私たちソニーバンクもまた、「延々」と金融サービスを提供し続けていきます。ただ、こちらには最終形はありません。お客さまに必要とされるサービスをよりよい形で提供するという目的は変りませんが、環境に応じて具体的なサービスの形は変わっていきます。環境に応じて生態を変えるという点で、企業は生物のようだと思います。
とはいっても、ただ環境に反応していればよいというわけではありません。金融サービスの提供は多くの人々の共同作業ですから、どのような形のサービスを目指すのかという合意が必要です。そこで、ソニーバンクでは、毎年、中期的に達成するべき目標や道筋を設定しています。
この中期目標が最終目的に合致しているかどうかを見極めるのは容易ではありません。現状に引き摺られれば飛躍は無く、飛躍のみ意識すれば足下が覚束なくなり、純化を指向すれば根は細る可能性があるからです。
今は問題の枝葉を取り除いて、シンプルに構造を見極めることが必要だと考えています。
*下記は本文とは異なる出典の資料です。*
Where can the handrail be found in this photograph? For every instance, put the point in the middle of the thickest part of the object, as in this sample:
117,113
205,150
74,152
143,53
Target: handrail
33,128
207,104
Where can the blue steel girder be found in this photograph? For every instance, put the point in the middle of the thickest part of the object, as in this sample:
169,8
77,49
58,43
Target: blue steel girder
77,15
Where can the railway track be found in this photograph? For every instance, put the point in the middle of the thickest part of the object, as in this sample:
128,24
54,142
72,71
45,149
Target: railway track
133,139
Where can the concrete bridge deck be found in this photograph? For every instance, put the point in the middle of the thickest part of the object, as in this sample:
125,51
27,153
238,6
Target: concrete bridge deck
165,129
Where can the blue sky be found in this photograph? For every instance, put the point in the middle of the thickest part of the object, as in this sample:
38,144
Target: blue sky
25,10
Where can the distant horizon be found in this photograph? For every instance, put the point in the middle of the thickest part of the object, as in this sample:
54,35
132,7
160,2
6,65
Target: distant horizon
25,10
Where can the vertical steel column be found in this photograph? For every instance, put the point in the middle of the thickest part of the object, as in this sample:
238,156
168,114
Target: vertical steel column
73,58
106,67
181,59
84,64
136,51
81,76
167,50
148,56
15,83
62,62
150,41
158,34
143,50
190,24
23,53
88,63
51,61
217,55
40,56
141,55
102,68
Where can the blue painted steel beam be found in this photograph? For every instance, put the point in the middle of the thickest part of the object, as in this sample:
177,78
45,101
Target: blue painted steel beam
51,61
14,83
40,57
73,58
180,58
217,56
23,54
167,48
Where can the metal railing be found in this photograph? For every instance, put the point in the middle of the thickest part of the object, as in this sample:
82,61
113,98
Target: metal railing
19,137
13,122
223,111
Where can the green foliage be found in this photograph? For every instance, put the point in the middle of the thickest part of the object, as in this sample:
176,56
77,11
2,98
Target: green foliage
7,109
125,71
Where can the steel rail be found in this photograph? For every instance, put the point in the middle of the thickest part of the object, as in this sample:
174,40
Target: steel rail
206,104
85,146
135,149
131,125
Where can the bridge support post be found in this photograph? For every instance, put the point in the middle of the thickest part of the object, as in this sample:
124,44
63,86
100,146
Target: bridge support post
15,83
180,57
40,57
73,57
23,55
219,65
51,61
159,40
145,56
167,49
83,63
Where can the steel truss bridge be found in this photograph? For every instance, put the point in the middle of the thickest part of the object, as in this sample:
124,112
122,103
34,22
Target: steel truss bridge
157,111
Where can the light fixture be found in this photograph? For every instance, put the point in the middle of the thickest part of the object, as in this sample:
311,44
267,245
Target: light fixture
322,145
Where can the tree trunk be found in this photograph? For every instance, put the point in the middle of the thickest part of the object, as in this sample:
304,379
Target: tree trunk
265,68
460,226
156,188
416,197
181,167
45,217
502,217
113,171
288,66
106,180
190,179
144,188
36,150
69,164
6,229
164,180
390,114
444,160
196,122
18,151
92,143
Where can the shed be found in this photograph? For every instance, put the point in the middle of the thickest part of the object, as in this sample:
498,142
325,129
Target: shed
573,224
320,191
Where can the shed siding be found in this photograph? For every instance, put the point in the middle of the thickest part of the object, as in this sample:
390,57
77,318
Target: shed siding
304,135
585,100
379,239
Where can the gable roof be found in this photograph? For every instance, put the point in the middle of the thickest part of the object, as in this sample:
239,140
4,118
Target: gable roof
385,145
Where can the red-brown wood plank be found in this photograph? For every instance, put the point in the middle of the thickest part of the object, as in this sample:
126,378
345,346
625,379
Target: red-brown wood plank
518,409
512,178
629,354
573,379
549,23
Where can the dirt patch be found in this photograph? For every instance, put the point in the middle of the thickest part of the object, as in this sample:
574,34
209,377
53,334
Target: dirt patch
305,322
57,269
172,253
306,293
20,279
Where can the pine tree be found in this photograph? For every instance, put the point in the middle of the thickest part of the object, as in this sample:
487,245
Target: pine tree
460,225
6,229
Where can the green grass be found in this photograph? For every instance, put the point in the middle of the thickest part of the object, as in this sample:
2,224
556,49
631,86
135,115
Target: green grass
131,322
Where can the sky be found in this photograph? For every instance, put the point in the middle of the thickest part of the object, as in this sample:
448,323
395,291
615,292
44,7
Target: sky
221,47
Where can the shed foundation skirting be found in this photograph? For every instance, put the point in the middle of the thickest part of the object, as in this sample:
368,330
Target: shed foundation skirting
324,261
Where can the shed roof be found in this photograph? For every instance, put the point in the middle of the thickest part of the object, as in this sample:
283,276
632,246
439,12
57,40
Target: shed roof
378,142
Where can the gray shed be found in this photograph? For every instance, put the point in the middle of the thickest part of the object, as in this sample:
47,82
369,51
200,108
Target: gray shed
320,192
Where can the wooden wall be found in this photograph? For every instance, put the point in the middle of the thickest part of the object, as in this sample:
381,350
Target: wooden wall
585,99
ただ、物事を単純に見たいという欲求が強いあまり、しばしば過度に単純化してしまうことがあります。同じ単純な構造に行き着いたとしても、熟慮の末にたどり着いた場合と、怠惰が故に深く考えずに選択した場合とでは質に違いがあります。ですから、一度や二度ならばともかく、同じような難しさの問題に何度もぶつかるなかでは、構造を掬い取ることができる確率が大きく異なってくると思います。
極めて単純化して言えば、ソニーバンクという円錐は、お客さまというその拠って立つ底辺を広げ、サービスという先端を高く、鋭くするというチャレンジに直面していると考えています。そのバランスの先に次の段階のソニーバンクがあるのだと思います。知恵を出し、もう一段の飛躍に挑みたいと思います。